A late Easter and overcapacity in Spain have resulted in Tui Group posting a deeper winter loss of nearly €300 million.
Tui revealed on Wednesday (15 May) its first half (H1) net loss grew more than 36% from €210.6 million to €287.2 million.
It comes after the operator issued two profit warnings earlier this year: the first in February citing the summer 2018 heatwave and a weak pound; the second came in late March following the grounding of the Boeing 737 MAX.
Tui said the grounding could dent its full-year earnings by more than a quarter – €300 million – if the aircraft, of which it has 15, remained out of service during the summer season.
The operator reiterated on Wednesday its outlook remained broadly similar should it have to maintain its contingency arrangements for the grounding throughout the summer.
Meanwhile, Tui’s loss in underlying H1 Ebita – earnings before interest, tax and amortisation – grew from €169.7 million to €300.6 million.
Tui said its figures had been hit by 2019 travel and destination trends including overcapacity in Spain, particularly the Canaries, which had reduced its margins.

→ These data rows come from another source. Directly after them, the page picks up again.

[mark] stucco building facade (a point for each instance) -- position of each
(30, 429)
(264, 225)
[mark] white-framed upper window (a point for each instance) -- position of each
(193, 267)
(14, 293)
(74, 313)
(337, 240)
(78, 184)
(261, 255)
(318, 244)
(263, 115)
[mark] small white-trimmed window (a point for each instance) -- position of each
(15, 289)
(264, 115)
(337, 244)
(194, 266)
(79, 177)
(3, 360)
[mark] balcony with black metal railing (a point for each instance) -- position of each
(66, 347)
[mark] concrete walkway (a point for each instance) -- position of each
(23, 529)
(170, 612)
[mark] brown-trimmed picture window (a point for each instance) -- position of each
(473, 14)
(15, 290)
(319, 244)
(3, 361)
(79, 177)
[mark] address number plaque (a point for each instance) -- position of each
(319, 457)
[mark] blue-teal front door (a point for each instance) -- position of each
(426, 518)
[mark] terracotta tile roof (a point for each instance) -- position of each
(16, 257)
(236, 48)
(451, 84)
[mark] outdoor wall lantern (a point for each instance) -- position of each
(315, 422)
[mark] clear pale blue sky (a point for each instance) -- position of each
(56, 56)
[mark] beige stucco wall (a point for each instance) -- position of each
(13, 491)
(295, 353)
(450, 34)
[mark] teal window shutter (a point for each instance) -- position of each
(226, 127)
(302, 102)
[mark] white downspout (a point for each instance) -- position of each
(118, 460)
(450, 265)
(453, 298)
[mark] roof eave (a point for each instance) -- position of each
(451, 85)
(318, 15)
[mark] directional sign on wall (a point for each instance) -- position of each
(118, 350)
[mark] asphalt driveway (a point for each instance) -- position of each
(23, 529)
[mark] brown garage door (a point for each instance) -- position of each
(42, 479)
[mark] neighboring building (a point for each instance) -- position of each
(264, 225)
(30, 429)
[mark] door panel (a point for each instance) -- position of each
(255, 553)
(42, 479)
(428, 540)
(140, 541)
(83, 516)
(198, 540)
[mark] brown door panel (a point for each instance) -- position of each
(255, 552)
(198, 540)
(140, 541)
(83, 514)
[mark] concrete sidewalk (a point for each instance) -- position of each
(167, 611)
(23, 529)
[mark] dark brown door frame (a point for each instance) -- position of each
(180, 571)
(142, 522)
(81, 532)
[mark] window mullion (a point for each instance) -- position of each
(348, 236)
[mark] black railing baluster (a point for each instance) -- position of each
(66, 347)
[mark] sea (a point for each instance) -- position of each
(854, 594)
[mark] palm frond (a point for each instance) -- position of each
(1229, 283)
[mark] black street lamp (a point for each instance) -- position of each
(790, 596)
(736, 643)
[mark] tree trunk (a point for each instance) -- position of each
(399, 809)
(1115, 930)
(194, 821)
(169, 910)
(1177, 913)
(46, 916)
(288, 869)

The resurgence of Turkey and the eastern Mediterranean, meanwhile, while positive for the business will be reflected in its H2 results.
Easter, said Tui, was another factor, the Easter weekend falling over 21 April meaning any bookings – which Tui said were “traditionally strong” – won’t be reflected until the third quarter.
The operator’s full-year guidance for Ebita, based on it delivering €1.177 billion in H1 2018, is -17% should the 737 MAX resume flying by mid-July (an effect of -€200 million) or -26% should the aircraft remain grounded for the summer (an effect of -€300 million).
“Tui is on track, both strategically and operationally, and is well positioned,” said chief executive Fritz Joussen. “That is why 2019 will be another solid year.
“Our core businesses with our own hotels, cruises and destination experiences and activities remain strong and currently deliver around 70% of our earnings.
"Tui will emerge as a stronger, more efficient and more profitable group from the current consolidation of our sector in Europe.
“Our transformation from a traditional tour operator to a hotel and cruise company has been successfully completed.
"Our transformation as a digital and platform business is progressing massively and will deliver crucial results for our business and future growth.”